Of the refined carbohydrates a person eats, sugar makes up 22 per cent of the intake. HPB is hoping to bring this down to 17 per cent.

The board also hopes to increase the proportion of unrefined carbohydrates - which include wholegrains - that people are consuming from 17 per cent to 35 per cent.

"Our bodies really do not need any carbohydrates from added sugar," said Dr Annie Ling, who is director of HPB's policy, research and surveillance division. "Over the years, Singaporeans have just become more used to less sweet drinks. We hope to replicate this for desserts and sauces."

To tackle the sugar problem, the board is looking at ways to replace cane sugar with other natural alternatives such as isomaltulose and allulose. These sugars can be found in fruits and vegetables, including sugar beets, figs and jackfruits.

They can be used together with regular sugar to create sauces that are healthier and have a lower glycaemic index, meaning that they are suitable for diabetics.

However, they also tend to be more expensive. While regular table sugar goes for $1 per kg, the same amount of allulose sells for $6 to $9 per kg.

HPB is also looking to replace sugar in desserts with plant fibres known as inulin and oligofructose.

"Sugar provides bulking and flavour to a food product - so it's not just about cutting sugar and adding sweeteners," said Dr Eunice Pang, a food scientist at HPB.

For example, removing too much sugar from frozen yogurt can affect the freezing process. The resulting yogurt will not be creamy and will have a gritty texture, said Dr Pang, adding that using natural fibres can help prevent these problems.

HPB is working with chefs of food and beverage firms - including Chinese restaurant chain Tung Lok - to rework dishes to include these sugar alternatives.

For instance, Tung Lok has partially replaced some of the sugar in several ingredients for Chinese New Year dishes with allulose. This includes yusheng sauce, for a Chinese-styled dish served with raw fish, and niangao, a sticky rice cake.

"To translate the science into food we want to eat, we need the chefs," said HPB chief executive Zee Yoong Kang.

Chef Eric Teo, who is culinary director at ET Culinary Arts, said that sugar is very important in Asian cooking and substitutes often do not pass muster.

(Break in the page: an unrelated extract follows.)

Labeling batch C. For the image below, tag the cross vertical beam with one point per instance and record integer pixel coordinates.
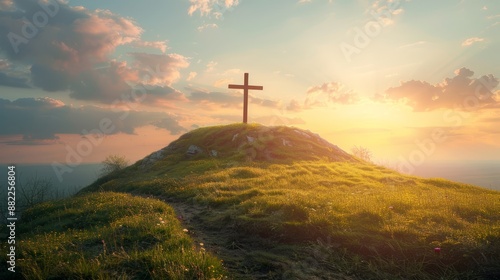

For example, pad thai, dongpo pork, and sambal chili all rely on sugar to bring out the flavour, Mr Teo said.

"Without sugar, your sambal chili colour won't come out as glossy or dark red," he said, adding that a balance needs to be struck between tasty food and good health.

"At the end of the day, it's about whether the food is nice or not. If it's not nice, people won't go back."

Mr Zee added that the board is also looking at a set of guidelines for sauces and desserts to reduce added sugar in such products over time. As manufacturers meet these targets, the HPB will make the guidelines more stringent.

"This has been a process we have seen work with sugar-sweetened beverages," Mr Zee said. To qualify for the Healthier Choice label, sweetened drinks must now have only 6 per cent sugar - down from 8 per cent in 2011.

"The palate is a very trainable characteristic," Mr Zee added. "By gradually reducing the sugar content over time, it allows for the palates of consumers to adjust."

Senior Minister of State for Health Chee Hong Tat said on Tuesday that he was pleased to see "industry forerunners" taking the initiative to come up with lower sugar options.

"This move by the industry adds to our ongoing efforts to shift consumers' food choices by lightening palates and providing healthier alternatives," said Mr Chee.